Football
Tom Marshall, Mexico correspondent 5y

Clasico victories highlight America's superiority over Chivas in Liga MX

GUADALAJARA, Mexico -- Club America manager Miguel Herrera was reluctant to twist the knife after his team's comfortable 2-0 victory over Chivas in the Clasico Nacional on Saturday, but it would have been easy to do so.

The win, combined with Las Aguilas' 2-0 Copa MX quarterfinal victory last Wednesday, capped a nightmare week for Chivas. And Herrera, bringing his team to face Chivas in Guadalajara for the first time since winning title No. 13 last December, had the ammunition to rub in his team's superiority, but opted not to.

"I can't say that we are much better than them," Herrera told a news conference.

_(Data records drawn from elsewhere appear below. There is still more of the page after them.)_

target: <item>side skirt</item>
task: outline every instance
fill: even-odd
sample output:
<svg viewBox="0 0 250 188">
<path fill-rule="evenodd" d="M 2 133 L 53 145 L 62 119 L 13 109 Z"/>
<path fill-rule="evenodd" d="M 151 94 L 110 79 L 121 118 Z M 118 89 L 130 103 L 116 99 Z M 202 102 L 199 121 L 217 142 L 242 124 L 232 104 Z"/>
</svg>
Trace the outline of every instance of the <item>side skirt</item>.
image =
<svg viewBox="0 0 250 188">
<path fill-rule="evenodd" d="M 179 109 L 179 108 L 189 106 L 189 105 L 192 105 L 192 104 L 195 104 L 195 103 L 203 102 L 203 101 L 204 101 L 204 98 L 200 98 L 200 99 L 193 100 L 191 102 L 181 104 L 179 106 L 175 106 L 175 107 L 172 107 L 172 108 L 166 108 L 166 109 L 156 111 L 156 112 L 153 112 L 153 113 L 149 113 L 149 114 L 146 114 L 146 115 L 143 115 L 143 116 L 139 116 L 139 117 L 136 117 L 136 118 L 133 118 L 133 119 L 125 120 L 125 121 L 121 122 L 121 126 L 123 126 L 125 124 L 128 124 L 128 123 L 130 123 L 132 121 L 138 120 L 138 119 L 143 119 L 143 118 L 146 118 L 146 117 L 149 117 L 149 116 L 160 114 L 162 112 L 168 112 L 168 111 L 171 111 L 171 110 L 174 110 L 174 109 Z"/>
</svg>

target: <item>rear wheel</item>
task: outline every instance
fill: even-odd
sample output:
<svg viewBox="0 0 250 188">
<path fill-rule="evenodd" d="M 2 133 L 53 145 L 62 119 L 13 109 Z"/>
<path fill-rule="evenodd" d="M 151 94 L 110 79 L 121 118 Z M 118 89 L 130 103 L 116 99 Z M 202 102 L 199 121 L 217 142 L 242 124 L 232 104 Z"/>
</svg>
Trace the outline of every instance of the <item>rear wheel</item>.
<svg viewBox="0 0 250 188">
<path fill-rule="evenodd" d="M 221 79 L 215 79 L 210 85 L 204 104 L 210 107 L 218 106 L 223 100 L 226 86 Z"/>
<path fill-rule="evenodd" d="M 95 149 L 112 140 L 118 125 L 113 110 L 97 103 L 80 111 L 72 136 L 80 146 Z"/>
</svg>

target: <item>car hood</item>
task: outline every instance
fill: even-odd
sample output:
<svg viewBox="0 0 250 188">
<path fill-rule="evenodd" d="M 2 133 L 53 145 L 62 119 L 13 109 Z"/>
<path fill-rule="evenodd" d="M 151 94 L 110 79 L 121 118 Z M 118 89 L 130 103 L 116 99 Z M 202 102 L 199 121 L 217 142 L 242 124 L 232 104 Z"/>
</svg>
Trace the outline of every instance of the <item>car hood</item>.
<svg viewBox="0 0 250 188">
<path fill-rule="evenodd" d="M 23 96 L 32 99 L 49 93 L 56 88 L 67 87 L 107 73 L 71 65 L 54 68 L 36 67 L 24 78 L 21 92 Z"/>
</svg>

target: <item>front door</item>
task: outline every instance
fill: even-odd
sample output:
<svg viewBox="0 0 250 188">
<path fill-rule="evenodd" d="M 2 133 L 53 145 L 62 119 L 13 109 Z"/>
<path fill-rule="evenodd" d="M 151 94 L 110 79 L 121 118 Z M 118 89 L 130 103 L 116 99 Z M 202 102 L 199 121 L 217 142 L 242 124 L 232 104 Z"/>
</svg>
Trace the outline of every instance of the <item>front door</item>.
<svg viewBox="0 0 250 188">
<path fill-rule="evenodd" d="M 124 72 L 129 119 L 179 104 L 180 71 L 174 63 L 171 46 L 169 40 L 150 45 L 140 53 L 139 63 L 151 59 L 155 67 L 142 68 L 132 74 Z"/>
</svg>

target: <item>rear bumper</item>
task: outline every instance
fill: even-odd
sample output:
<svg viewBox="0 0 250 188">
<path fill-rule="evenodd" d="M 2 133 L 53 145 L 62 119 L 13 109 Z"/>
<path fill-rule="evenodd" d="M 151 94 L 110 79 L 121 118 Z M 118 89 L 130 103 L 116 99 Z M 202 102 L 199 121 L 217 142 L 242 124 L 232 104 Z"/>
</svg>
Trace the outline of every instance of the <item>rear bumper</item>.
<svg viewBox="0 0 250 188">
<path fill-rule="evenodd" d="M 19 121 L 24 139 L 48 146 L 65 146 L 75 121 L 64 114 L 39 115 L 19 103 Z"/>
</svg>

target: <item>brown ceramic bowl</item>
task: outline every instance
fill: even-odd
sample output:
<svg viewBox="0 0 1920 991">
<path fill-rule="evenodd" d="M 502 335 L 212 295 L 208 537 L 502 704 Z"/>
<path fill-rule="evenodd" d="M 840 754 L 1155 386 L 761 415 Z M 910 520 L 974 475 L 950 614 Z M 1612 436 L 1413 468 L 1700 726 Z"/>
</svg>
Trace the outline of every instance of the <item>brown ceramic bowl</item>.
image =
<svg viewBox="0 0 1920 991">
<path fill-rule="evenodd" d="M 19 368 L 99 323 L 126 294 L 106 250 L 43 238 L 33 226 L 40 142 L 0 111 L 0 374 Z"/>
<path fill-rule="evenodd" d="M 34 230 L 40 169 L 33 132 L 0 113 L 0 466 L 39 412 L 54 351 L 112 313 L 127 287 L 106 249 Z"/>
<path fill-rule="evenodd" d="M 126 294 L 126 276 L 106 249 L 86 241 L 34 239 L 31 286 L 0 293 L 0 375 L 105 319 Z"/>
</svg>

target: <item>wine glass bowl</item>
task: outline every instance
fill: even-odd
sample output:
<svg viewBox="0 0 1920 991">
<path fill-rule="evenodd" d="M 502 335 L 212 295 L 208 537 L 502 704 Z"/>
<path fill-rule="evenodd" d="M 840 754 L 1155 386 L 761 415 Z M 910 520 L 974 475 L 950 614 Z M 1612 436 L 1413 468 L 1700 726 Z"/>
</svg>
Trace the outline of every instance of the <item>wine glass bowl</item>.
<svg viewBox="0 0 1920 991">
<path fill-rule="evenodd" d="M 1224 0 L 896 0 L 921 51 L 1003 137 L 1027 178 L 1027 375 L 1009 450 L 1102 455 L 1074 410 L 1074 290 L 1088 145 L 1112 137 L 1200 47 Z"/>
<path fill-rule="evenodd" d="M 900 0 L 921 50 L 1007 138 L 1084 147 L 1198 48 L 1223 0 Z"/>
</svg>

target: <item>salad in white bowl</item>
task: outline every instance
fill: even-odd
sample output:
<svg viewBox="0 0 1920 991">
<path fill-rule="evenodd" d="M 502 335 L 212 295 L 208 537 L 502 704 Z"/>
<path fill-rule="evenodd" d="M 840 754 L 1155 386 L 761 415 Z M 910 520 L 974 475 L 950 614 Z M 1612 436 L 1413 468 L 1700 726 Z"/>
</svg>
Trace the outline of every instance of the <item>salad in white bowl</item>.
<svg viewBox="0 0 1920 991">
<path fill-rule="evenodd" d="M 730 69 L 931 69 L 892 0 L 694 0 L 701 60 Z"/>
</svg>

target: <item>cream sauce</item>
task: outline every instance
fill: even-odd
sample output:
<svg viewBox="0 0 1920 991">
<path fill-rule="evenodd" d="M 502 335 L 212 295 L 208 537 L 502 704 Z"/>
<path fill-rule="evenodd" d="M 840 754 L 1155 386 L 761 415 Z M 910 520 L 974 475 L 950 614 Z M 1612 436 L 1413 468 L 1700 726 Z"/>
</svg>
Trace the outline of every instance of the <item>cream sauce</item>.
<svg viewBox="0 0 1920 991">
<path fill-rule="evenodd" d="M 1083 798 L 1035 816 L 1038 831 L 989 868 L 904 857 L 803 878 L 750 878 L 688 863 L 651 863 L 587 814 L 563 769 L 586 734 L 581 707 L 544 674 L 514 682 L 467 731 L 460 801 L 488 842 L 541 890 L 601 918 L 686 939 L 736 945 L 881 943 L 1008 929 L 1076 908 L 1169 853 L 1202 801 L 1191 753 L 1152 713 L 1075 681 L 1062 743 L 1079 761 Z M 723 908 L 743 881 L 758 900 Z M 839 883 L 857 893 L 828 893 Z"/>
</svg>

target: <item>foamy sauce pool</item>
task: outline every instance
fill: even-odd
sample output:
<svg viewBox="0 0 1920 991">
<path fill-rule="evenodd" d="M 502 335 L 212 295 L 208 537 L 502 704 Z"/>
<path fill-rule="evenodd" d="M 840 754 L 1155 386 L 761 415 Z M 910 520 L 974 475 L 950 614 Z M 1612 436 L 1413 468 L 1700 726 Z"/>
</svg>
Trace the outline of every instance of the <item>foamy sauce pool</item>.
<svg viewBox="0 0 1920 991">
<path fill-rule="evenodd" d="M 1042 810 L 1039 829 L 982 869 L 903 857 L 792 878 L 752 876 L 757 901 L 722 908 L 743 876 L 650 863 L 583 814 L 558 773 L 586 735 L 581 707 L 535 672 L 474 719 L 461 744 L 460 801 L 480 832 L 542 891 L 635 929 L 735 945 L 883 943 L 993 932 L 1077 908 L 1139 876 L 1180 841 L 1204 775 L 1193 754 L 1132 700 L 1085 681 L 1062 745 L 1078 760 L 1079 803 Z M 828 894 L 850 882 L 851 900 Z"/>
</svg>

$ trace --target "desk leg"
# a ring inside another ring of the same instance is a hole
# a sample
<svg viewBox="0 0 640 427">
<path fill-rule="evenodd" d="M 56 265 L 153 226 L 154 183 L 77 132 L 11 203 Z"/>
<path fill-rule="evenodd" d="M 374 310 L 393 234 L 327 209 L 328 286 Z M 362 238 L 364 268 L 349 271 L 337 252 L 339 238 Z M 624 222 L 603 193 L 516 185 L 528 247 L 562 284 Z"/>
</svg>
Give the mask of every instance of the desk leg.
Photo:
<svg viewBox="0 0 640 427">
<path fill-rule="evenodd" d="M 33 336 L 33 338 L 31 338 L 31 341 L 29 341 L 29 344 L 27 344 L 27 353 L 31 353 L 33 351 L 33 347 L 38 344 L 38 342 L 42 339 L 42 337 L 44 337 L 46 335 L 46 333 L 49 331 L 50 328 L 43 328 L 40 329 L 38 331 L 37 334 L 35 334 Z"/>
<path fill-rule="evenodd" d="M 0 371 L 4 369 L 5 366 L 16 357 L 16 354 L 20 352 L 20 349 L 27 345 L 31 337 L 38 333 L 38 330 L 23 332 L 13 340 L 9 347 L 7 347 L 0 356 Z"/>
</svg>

Circumstances in the first half certainly didn't suggest Chivas' would get a result. The decision by coach Jose Cardozo to take off Alexis Vega and replace him with Guillermo Madrigal after half an hour was made to look unwise when Jesus Molina received a red card in the 37th minute. Then Alan Pulido's injury just before half-time was another blow.

But the central take from the Clasico has to be that America is a level above Chivas right now. It's not a chasm, but the gap is evident. Chivas are a mid-table team hoping for the playoffs and going through a bad spell; America is reigning Liga MX champion gearing up to make a realistic defense of its crown.

The final whistle on Saturday was greeted with chants of "Cardozo out." Four games without a goal and two wins in Chivas' last 12 matches will do that. And the Paraguayan has made some strange decisions: like resting players last Wednesday, starting winger Alejandro Zendejas on Saturday, and then subbing out Vega early.

But the one thing that can be salvaged from a Chivas point of view is that the team didn't give up. Even if it did take 85 minutes to record a shot on target, at home, against their biggest rival, Chivas were at least still pushing as the final whistle rang out.

"[The players] have to leave with their heads held high, they gave everything, there's no recrimination for them," said Cardozo when asked about his postmatch message to the players.

Applauding effort, however, is not good enough for a club that has 12 league titles, boasts a stadium that elite teams in Europe would be proud to play in and claims to have 40 million fans. The bottom line is that the product on the field isn't matching the size of the institution at present.

How many of Chivas' players would get into Club America's starting XI? Perhaps Isaac Brizuela? Maybe one or two others? It certainly isn't many.

Chivas have fallen behind America since that 2017 Clausura title. Of the XI players that started the second leg of that final against Tigres less than two years ago, eight have left the club. Perhaps a clean-up was required -- which is the word being filtered out from the club -- but those title-winning stars haven't been adequately replaced, with the assumption being that the club's finances are not as healthy as they once were.

It contrasts sharply with Club America's reaction to winning the 2018 Apertura.

Las Aguilas lost Diego Lainez, Cecilio Dominguez and Joe Corona over the winter, but went out and bought Chile international striker Nico Castillo. The 26-year-old is proven in Liga MX, certainly wasn't cheap and scores the type of goals like the diving header that put America 1-0 up on Saturday. America also added Nicolas Benedetti, a 21-year-old Colombian midfielder set for a big future. They are the type of signings that big clubs make, or at least should do.

Chivas tightened the purse strings after their title, while America improved its starting XI; those contrasting realities played out over the 180 minutes as the teams locked horns this week.

After the game, Herrera and Cardozo sidestepped the central issue, but the reality was obvious: America is much closer to winning title No. 14 than Chivas is to lifting No. 13.